Shipper placed under intense scrutiny

  • 2002-12-19
  • Thomas Foulquier
RIGA

Latvian Prime Minister Einars Repse caused an uproar last week when he mentioned the possibility of an investigation into the privatization of the Latvian Shipping Company that was just completed last summer.

Dans Titavs, Repse's assistant, told The Baltic Times that at this point there is no specific information that would in itself justify a full-blown investigation, and that the prime minister's statement should be seen as a criticism of both the company's privatization and several of the company's subsequent decisions.

Considering the public's poor perception of the privatization and Repse's long-standing opposition to the proposed scheme of the sale, the threat of investigation does not come as a surprise to most Latvians.

LASCO was privatized in two stages this year, with 32 percent having been sold for privatization vouchers in February and 51 percent for cash in June. The remaining 17 percent had been set aside for retired workers and state pension funds.

In January Repse, who at the time headed the New Era party, voiced his opposition to the LASCO privatization, saying it would not attract the strategic investor that the company so desperately needed.

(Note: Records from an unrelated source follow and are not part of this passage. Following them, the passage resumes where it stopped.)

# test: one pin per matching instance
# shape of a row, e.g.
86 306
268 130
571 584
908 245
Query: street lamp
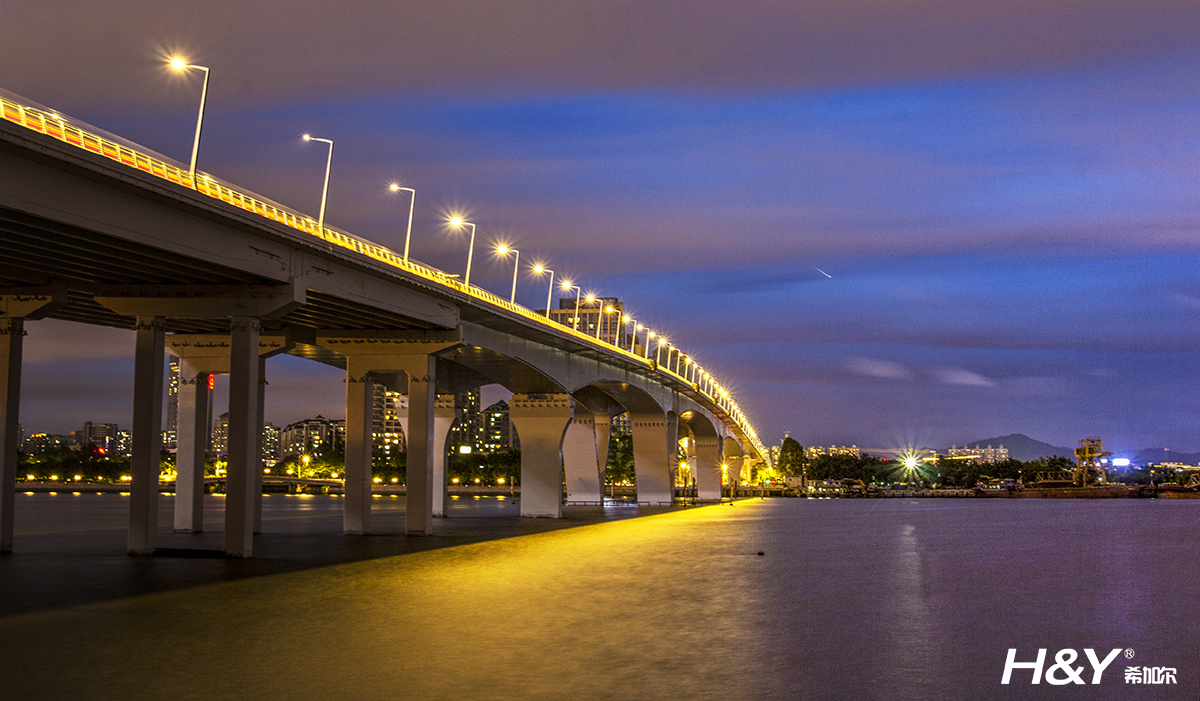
539 269
567 287
504 251
181 65
604 315
471 247
324 192
412 203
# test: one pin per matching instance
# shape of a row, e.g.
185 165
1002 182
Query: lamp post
604 315
539 269
471 247
567 287
181 65
412 203
324 192
504 251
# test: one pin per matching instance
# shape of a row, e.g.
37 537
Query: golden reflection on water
598 609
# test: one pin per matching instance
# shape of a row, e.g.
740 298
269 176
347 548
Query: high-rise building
102 436
220 444
498 431
305 436
270 444
388 435
43 442
978 454
468 430
813 451
592 313
124 444
172 427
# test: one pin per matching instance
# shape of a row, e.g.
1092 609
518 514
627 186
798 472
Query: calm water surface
851 599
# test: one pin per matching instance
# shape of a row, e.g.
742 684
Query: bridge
96 229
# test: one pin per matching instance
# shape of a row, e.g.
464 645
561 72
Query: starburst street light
567 287
412 203
457 222
504 250
324 191
181 65
604 315
539 269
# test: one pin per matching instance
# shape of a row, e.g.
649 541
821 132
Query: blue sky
1005 196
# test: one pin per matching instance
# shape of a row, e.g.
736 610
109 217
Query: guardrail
59 127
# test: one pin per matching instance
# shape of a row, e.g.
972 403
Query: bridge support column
16 305
707 467
411 353
144 463
653 455
421 448
243 461
191 439
443 420
12 331
259 421
603 423
541 421
580 459
359 413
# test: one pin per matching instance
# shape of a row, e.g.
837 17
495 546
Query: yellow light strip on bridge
55 126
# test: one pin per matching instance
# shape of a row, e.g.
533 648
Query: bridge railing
53 125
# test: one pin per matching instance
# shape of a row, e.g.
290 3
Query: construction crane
1090 468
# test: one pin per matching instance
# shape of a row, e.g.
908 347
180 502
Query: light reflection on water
851 599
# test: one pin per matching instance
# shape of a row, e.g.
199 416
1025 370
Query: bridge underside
84 241
35 252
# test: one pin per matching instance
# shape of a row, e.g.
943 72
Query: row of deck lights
691 372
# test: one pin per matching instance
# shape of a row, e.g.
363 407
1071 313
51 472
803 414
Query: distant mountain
1163 455
1021 447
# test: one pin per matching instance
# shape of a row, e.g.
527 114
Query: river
887 599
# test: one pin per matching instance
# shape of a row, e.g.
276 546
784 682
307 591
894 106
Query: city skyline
874 231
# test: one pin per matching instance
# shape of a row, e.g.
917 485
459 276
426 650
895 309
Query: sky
879 222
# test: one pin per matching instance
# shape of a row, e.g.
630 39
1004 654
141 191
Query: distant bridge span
99 231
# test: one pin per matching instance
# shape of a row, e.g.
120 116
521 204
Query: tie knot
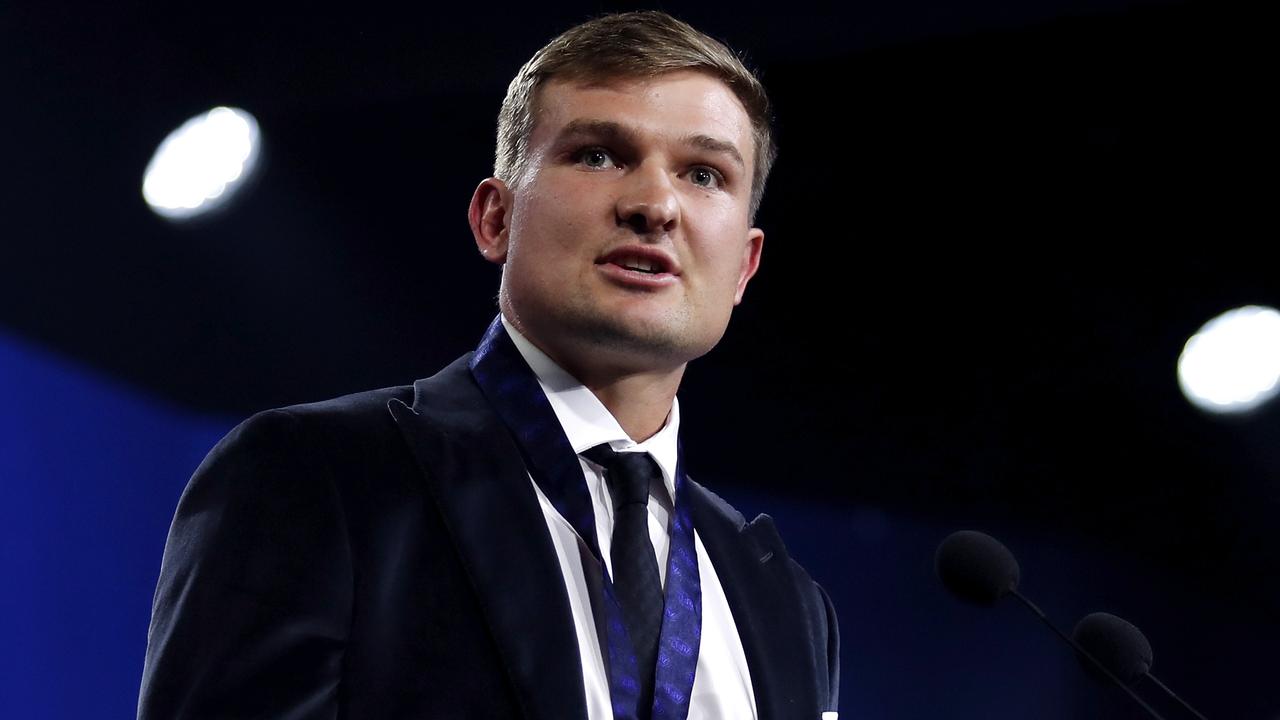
627 473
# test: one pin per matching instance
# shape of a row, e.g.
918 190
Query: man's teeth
640 264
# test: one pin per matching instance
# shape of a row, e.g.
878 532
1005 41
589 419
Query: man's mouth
649 261
640 264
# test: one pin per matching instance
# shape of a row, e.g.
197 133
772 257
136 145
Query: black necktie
635 568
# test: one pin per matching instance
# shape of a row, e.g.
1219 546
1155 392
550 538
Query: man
515 536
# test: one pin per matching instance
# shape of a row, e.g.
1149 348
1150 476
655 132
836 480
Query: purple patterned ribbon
512 388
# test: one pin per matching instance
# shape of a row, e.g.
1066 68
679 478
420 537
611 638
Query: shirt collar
586 422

The privatization plan, however, had the support of the then ruling coalition, even though it had been put to doubt by shipping experts.

Eventually Hansabank and Latvijas Krajbanka bought 26 percent using privatization vouchers, setting the stage for a dramatic sale of the controlling stake for cash.

On June 25 at a price of 0.35 lats (0.58 euros) per share, just slightly above the minimum price of 0.3 lats, 102 million shares were sold to Ventspils Nafta and Estonia's Hansapank at an open cash auction.

Ventsplils Nafta acquired 31.3 percent of the company and Estonia's Hansapank 19.7 percent. In addition, a third investor related to Latvijas Unibanka bought 46,700 shares, while a few shares were sold to individuals.

In sum, the 51 percent stake in Latvia's premier shipper was sold for a total of 35.7 million lats.

Curiously, a last-minute bid made by a foreign investor at an alleged price of 0.51 lats per share would have filled the state's coffers with some 10 million additional lats, but the bid was rejected after having been made an hour late.

The unlucky investor, Beacon Shipping, was reported to have ties with Sovkomflot, a state-owned Russian shipping company.

Ventspils Nafta subsequently increaseed its own stake at the end of June 2002 when it bought a 18.67 percent stake from Hansapank, giving Ventspils Nafta virtually complete control over the shipping company.

Though criticism sounded even prior to the sale, it picked up afterwards. The government was blasted for decisions that supposedly harmed the interests of the state.

Economy Minister Aigars Kalvitis, who spearheaded the privatization, was taken to task by members of his own ruling coalition, who called for his resignation and for the suspension of LASCO's privatization.

Former Latvijas Krajbanka President Arnolds Laksa claimed the bank's participation in the sale should be investigated by authorities.

The company, meanwhile, suffered from the onslaught. Ranked the third largest transnational company of Central and Eastern Europe in the U.N.'s 2002 World Investment Report, LASCO desperately needs to renew its aging tanker fleet. But because it remained in state hands so long - this year's sale comes after three failed attempts - the all-important issue of renewing its fleet was pushed aside.

Worse, now that Europe is raging after the Prestige tanker disaster off the coast of Spain and leaning toward banning single-hull ships from its ports, LASCO's assets are perceived as a liability.

LASCO currently owns 51 ships, of which 36 are crude-oil tankers. Only five of these tankers, however, meet Europe's toughening standards, according to the daily Diena Business.

LASCO's stock recently plunged on the Riga Stock Exchange amid the news of a possible EU-led ban on single-hull tankers. Traders said the stock could fall to 0.20 lats (almost 50 percent below the price of last summer's cash auction) because of dimsal earnings forecasts and planned losses for the 2002 financial year.

Still, LASCO management has already taken several steps toward renewing its fleet. In September, it sold seven of its reefer vessels, built between 1983 and 1987, for $19.5 million, in order to focus on its tanker business, the most profitable of its operations.

But even LASCO's fleet renewel - new management's core task - has not gone without controversy.

Last year, while still state-owned, company managers bought three new Panamax tankers for a total of $120 million from a Greek company.

The deal, however, was completed without the necessary agreement of the Latvian Privatization Agency.

Also, shipping experts claimed the vessels were extremely overpriced.

Were Repse to carry out his threat, it is difficult to say which way the investigation could go.

In July 2002 the Latvian Prosecutor General's Office said the tanker deal had been done in breach of the law on privatization of state-owned and municipal entities since no permission from the Latvian Privatization Agency was obtained for a transaction requiring external borrowing and collateralization of fixed assets.

The argument was strong enough to force the previous governement to stop LASCO from purchasing new vessels.